The wolf moved in slight ways, stirring his tea, looking out the window. He didn’t exactly fidget, just enough movement to keep my gaze darting back to him. I focused on the jar of pickled miniature griffin eggs. Counted the purple flecks on the shells. About eight to a jar, each the size of my fist.
A man that handsome was hard to ignore. Very dark for a wolf. They usually came in shades of gray and sand, but this one was inky black. Like he was carved from midnight stones. His eyes shone in the dim shop, as the moon had once boldly met his gaze and had been trapped inside him.
I fixed my eyes on the barrel of unicorn horns in the corner. Charine would sell those in a day, though you could resurrect an army with that many. Generally, if one wanted unicorn horns, one had to go to Madame Aplez, near the Pidgeon’s Paw. As a seer, Aplez had exactly what she needed in exactly the amount her customers needed. I ought to have gone to her for the lion’s-teeth, but all those other crows loitering outside her tower…

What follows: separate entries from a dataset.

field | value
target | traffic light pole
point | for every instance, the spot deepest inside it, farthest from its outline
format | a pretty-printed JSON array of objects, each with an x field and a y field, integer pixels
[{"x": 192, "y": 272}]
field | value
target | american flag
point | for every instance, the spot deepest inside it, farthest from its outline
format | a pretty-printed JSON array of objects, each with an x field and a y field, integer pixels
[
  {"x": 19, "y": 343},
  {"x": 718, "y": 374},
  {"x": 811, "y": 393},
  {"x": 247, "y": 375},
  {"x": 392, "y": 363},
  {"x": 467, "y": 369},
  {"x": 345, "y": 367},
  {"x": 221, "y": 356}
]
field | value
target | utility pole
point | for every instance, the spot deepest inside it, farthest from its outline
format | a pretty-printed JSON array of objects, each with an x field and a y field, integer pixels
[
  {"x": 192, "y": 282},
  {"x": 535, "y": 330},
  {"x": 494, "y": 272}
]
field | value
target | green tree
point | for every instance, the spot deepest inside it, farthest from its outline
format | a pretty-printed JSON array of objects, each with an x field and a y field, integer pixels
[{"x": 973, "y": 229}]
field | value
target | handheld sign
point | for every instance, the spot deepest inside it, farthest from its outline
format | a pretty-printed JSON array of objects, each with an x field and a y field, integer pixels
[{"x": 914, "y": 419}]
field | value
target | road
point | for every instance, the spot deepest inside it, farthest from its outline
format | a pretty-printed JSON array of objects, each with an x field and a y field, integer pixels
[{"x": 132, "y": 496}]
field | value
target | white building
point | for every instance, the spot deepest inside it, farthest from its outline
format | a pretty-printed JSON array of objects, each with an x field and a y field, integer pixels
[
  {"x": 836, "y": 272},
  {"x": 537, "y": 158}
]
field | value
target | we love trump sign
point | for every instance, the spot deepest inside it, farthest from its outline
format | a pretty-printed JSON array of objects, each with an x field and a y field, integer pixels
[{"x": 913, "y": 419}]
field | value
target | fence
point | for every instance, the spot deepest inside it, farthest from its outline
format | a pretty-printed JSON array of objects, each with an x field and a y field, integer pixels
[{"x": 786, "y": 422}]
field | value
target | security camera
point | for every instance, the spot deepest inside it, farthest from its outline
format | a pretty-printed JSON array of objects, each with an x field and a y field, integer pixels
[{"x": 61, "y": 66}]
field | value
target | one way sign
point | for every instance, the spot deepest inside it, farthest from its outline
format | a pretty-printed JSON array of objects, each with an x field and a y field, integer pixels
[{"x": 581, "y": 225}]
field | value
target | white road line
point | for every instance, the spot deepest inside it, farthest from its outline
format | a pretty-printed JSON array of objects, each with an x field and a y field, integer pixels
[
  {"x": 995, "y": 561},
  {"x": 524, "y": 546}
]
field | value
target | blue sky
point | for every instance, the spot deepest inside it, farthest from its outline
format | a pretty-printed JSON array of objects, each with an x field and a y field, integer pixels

The wolf leaned forward to sip his tea. His eyes—a golden green—drank in the sight of … not me. There was nothing special about me. He watched the store, maybe he was a hired guard. There had been trouble with a wild pack, I’d heard.
The wolf smiled. Mother’s Tea, his smile was gorgeous. It wasn’t the moon at all, but the sun that had fallen too much in love with this wolf. Now as the sun tried to bring himself back to the Heavens, he burned anyone who looked at his beloved.
And the wolf, I realized with a start, was smiling at me.
Fed up with my own foolishness, I grabbed another scoop of the coffee as if I’d been debating, and approached the counter. “Ms. Charine.”
“Good morning, sir. Bit early for you to be out in the town, isn’t it?”
It amused Charine to no end that Madame Lamrow, the most important witch in the city, had a crow running her household. A steward ought to be overseeing the
breakfast and the morning chores, but the staff would have things in order when I returned. If they didn’t, there’d be hell to pay. I smiled politely at her statement. “Madame must have her morning tea. And a package, I believe.”
The wolf stretched and my attention flitted to him and snared again. He arched back, fingers laced together and flexed far over his head. A raw display of his muscular arms, his broad, unclothed chest, his trim waist. Yes, that was what raw sex looked like. Now look away, before he—
He noticed. He did it to get my attention, the smug bastard. It was written all over his damned handsome face. He could smell my arousal and it amused him. I couldn’t tell if the joke was funny because I belonged to a witch, or because I was a crow who remained uncharacteristically glacial in his excitement. No wolf would make me dance the merry fool. Well, not so anyone else would notice, at least.
“Oh, indeed.” Charine retrieved the lion’s-teeth, peeled back the brown paper only far enough to show me the sharp yellow petals. “Everything accounted for.”
We trusted her, and by we, I mean Lamrow had specifically instructed me not to count the flowers. I nodded curtly, took them, and laid them in the basket.
The wolf moved like ink as he rose and drained his teacup. Made a show of that as well, tossing his head back, puffing out his chest. Damned gorgeous man. Made me want to shred the few clothes he wore. Though I had too much self-respect and dignity to do such a thing. I looked away fast enough to not be caught staring, but only just.
Charine recorded the contents of my basket. “Master Wolf, when can I expect the pups?”
“Around five?” The wolf left the cup on the counter. “Plenty of time for the midnight market.”
She nodded. “I’ll give them a good dinner and the payment I promised.”